Successful first all-grain batch

Homebrew Talk - Beer, Wine, Mead, & Cider Brewing Discussion Forum

Help Support Homebrew Talk - Beer, Wine, Mead, & Cider Brewing Discussion Forum:

This site may earn a commission from merchant affiliate links, including eBay, Amazon, and others.

SubjectB

Well-Known Member
Joined
Nov 14, 2013
Messages
45
Reaction score
2
Location
Fresno
My first all-grain batch was a success and is, so far, the most popular among my friends and family. I encountered a few challenges, but thanks to the valuable resource that is Home Brew Talk, I was able to address them without panicking.

ag_wit-61849.jpg


It is a Belgian Wit. Simple recipe: 50/50 pilsner and flaked wheat, 1 lbs. of honey, 1/4 oz. Hersbrucker, WLP400 and 5 tbsp. coriander powder. I didn't have bitter orange peel, so I used Kaffir lime, which we had in abundance. I guess, you can call it an Belgian Wit with an Asian twist.

As could be expected of a first all-grain brew I ran into a few issues. First, the mash got stuck. I couldn't fix it by mashing out because the Igloo mash tun was already filled to the brim. So, to lauter I had to scoop out the mash and strain the wort. Naturally, since I didn't sparge, the efficiency was terrible and I didn't hit the target gravity of 1.042. I proceeded with the boil anyway, thinking that the honey should provide extra gravity points. After the boil, I left it in the kettle to chill overnight (I know this method still manages to raise eyebrows, but until you've tried it, don't knock it. I've done it for 5 batches now with NO discernible ill effects on the finished beer).

The next morning, I couldn't bring myself to dump the "un-sparged" grains and the sugars that might still be in them. But, by then it smelled of puke! However, I read on this forum that "souring" a mash is actually a technique used in some styles and could manifest into a dry, crisp profile in the finished beer. I decided to sparge the grains and boil the wort for an hour; cooled and combined it with the rest of the wort, then pitched the yeast.
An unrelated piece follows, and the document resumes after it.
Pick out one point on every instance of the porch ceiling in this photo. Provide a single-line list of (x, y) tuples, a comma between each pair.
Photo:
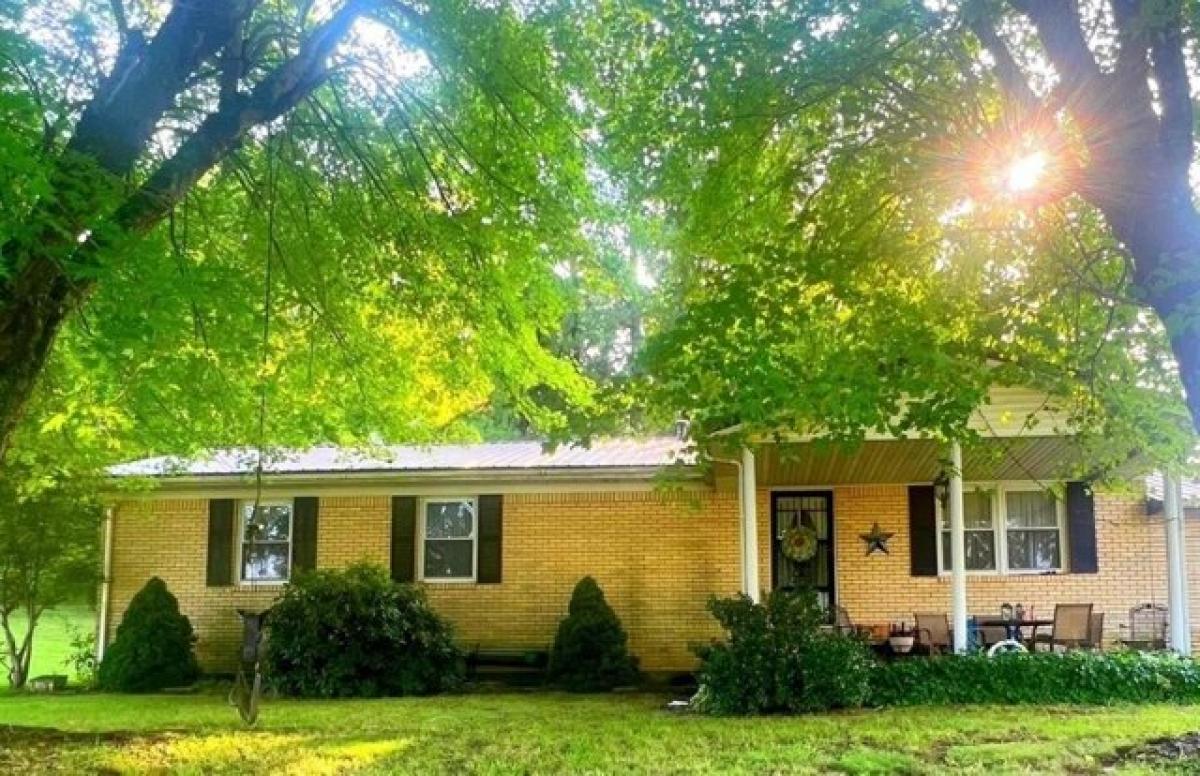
[(912, 461)]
For a week, it smelled of rotten eggs. I read here that that is "normal" for WLP400. I gave it three weeks to ferment because, again, I read here that this strain tends to be slow.

After two weeks of conditioning, I opened one. No rotten egg smell. Thick, creamy white head. Pleasant, sweet, slightly spicy aroma. The first taste immediately reminded me of Hoegaarden. Only a faint hint of tartness, though I'm not sure if that's from the Kaffir lime or the soured mash.
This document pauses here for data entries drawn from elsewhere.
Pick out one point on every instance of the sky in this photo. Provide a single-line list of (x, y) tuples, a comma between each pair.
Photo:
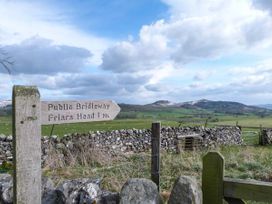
[(138, 51)]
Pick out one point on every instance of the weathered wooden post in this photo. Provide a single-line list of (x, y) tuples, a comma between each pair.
[(155, 153), (212, 178), (26, 145)]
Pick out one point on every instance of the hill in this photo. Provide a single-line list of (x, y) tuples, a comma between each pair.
[(267, 106), (201, 106)]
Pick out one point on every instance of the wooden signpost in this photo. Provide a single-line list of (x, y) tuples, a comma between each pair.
[(28, 115), (59, 112)]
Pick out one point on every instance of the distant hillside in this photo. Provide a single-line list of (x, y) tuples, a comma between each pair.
[(202, 106), (267, 106), (225, 107)]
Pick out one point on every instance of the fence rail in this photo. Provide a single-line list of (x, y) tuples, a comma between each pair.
[(216, 188)]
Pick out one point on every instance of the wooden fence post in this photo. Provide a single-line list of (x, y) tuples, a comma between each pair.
[(26, 145), (155, 153), (212, 178)]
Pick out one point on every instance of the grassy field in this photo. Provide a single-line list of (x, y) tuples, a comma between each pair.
[(245, 162), (145, 122)]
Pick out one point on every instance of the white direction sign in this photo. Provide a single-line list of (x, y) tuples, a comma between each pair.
[(59, 112)]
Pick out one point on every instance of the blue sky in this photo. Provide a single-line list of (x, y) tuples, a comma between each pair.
[(139, 51)]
Anyway, all this writing is making me thirty. I think I'll go have another. Thanks to everyone who make this forum a valuable resource for brewing!
 
Congrats on the first AG brew!!! Its a step into a whole new world..
Stuck/plugged sparge is a PITA. I have most of my issues with this when I do my AG pumpkin beers in the late spring to be ready for fall.
I fix mine by putting a longer hose on the valve, raising it above the mash tun, opening the valve a bit and then blowing air back into the hose and then collecting some runnings (vorlauf) once or twice to be sure its not going to stick again and clear up the runnings.
Works about 90% of the time.
Great job and brew on brewer!
 
Looks good, I just bottle my first brew. Now I play the waiting game. I hope mine turns out like yours
 
Thanks everyone!

...Stuck/plugged sparge is a PITA...
I fix mine by putting a longer hose on the valve, raising it above the mash tun, opening the valve a bit and then blowing air back into the hose and then collecting some runnings (vorlauf) once or twice to be sure its not going to stick again and clear up the runnings.
Works about 90% of the time...

Thanks! I'll keep that in mind.

Congrats, on to the next...build the pipeline!

Will do. In two to three weeks my all-grain Über-malty Honey Amber Ale should be ready to bottle and my partial-mashed Chocolate Stout is aging and should be ready in a month!

Looks good, I just bottle my first brew. Now I play the waiting game. I hope mine turns out like yours

Thanks! I'm still new at homebrewing myself, but I find that diligence and patience are duly rewarded in this pursuit. Just make sure everything is scrupulously sanitized, maintain temperatures, pitch enough yeasts and ye shall have good beer.